[PATCH V2 2/2] arm64/mm: Reject memory removal that splits a kernel leaf mapping

Tue Feb 10 01:59:36 PST 2026

On 10/02/26 3:17 PM, Ryan Roberts wrote:
> On 03/02/2026 13:03, Anshuman Khandual wrote:
>> Linear and vmemmap mapings that get teared down during a memory hot remove
>> operation might contain leaf level entries on any page table level.

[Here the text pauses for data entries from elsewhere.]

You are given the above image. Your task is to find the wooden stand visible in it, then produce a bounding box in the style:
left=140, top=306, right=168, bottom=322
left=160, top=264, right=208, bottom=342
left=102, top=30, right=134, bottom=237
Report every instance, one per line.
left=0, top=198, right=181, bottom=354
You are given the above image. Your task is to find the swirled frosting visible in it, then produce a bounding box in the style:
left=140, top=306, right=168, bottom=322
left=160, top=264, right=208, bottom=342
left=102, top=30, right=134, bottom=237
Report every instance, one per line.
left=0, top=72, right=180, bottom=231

If the
>> requested memory range's linear or vmemmap mappings falls within such leaf
>> entries, new mappings need to be created for the remaning memory mapped on
>> the leaf entry earlier, following standard break before make aka BBM rules.
>> But kernel cannot tolerate BBM amd hemce remapping to fine grained leaves
> 
> nits:                            ^^^ ^^^^^

Yikes ! will fix the typos.

> 
>> would not be possible on systems without BBML2_NOABORT.
>>
>> Currently memory hot remove operation does not perform such restructuring,
>> and so removing memory ranges that could split a kernel leaf level mapping
>> need to be rejected.
>>
>> while memory_hotplug.c does appear to permit hot removing arbitrary ranges
>> of memory, the higher layers that drive memory_hotplug (e.g. ACPI, virtio,
>> ...) all appear to treat memory as fixed size devices. So it is impossible
>> to hotunplug a different amount than was previously hotplugged, and hence
>> we should never see a rejection in practice, but adding the check makes us
>> robust against a future change.
>>
>> Cc: Catalin Marinas <catalin.marinas at arm.com>
>> Cc: Will Deacon <will at kernel.org>
>> Cc: linux-arm-kernel at lists.infradead.org
>> Cc: linux-kernel at vger.kernel.org
>> Closes: https://lore.kernel.org/all/aWZYXhrT6D2M-7-N@willie-the-truck/
>> Fixes: bbd6ec605c0f ("arm64/mm: Enable memory hot remove")
>> Cc: stable at vger.kernel.org
> 
> Given your statement in the commit log above about how this never happens in
> practice but is instead to make us robust to any future changes, perhaps this is
> not a stable candidate?
> 
> For clarity; I do agree that this extra robustness is useful so I think we
> should aim to get it upstream, I just don't think it needs to go to stable.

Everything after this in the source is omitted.